## Section: New Results

### Topological and Geometric Inference

#### Metric graph reconstruction from noisy data

Participants : Frédéric Chazal, Marc Glisse.

In collaboration with Mridul Aanjaneya, Daniel Chen, Leonidas J. Guibas and Dmitriy Morozov.

Many real-world data sets can be viewed of as noisy samples of special types of metric spaces called metric graphs. Building on the notions of correspondence and Gromov-Hausdorff distance in metric geometry, we describe a model for such data sets as an approximation of an underlying metric graph. We present a novel algorithm that takes as an input such a data set, and outputs the underlying metric graph with guarantees. We also implement the algorithm, and evaluate its performance on a variety of real world data sets [26] .
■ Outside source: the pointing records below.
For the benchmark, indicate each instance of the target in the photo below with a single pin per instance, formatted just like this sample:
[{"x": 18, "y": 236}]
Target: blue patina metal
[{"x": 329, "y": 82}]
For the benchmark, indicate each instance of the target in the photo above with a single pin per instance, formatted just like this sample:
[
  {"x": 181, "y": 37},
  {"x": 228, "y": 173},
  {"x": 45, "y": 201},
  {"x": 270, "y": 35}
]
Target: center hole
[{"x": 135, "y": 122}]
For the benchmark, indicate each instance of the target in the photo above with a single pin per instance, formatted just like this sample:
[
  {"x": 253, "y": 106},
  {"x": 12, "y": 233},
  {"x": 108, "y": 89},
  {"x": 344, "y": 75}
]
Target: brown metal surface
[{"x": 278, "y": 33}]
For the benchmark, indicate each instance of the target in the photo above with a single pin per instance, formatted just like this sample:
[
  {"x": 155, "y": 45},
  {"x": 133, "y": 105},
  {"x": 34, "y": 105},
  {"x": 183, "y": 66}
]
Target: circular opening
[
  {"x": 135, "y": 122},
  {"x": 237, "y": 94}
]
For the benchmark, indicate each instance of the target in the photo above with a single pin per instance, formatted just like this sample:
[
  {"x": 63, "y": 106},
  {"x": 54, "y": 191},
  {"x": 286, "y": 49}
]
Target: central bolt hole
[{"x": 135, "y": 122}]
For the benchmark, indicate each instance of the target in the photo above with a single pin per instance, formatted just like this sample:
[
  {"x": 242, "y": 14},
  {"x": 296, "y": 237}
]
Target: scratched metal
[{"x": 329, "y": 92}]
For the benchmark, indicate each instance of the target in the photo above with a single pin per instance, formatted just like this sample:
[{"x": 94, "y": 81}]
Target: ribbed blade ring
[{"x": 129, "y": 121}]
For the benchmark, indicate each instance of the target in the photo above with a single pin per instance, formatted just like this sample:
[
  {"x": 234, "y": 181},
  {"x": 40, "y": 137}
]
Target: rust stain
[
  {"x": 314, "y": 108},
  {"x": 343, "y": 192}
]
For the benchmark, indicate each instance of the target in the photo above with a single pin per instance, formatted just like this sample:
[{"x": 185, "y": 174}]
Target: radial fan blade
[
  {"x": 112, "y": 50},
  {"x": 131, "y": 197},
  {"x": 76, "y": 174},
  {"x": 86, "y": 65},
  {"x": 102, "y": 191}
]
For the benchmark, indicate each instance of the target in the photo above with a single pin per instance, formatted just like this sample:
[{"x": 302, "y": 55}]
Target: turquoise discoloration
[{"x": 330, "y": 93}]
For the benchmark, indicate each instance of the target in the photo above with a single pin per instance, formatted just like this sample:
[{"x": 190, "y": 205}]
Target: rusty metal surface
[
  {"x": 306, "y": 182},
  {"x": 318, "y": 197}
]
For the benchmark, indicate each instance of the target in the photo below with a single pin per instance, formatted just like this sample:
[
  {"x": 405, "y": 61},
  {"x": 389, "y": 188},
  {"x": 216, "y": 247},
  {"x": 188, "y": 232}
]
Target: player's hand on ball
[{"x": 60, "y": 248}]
#### Persistence-Based Clustering in Riemannian Manifolds

Participants : Frédéric Chazal, Steve Oudot.

In collaboration with Leonidas J. Guibas and Primoz Skraba.

We introduce a clustering scheme that combines a mode-seeking phase
with a cluster merging phase in the corresponding density map. While
mode detection is done by a standard graph-based hill-climbing scheme,
the novelty of our approach resides in its use of *topological
persistence* to guide the merging of clusters. Our algorithm
provides additional feedback in the form of a set of points in the
plane, called a *persistence diagram* (PD), which provably
reflects the prominences of the modes of the density. In practice,
this feedback enables the user to choose relevant parameter values, so
that under mild sampling conditions the algorithm will output the *correct* number of clusters, a notion that can be made formally
sound within persistence theory.

The algorithm only requires rough estimates of the density at the data points, and knowledge of (approximate) pairwise distances between them. It is therefore applicable in any metric space. Meanwhile, its complexity remains practical: although the size of the input distance matrix may be up to quadratic in the number of data points, a careful implementation only uses a linear amount of memory and takes barely more time to run than to read through the input. [29] .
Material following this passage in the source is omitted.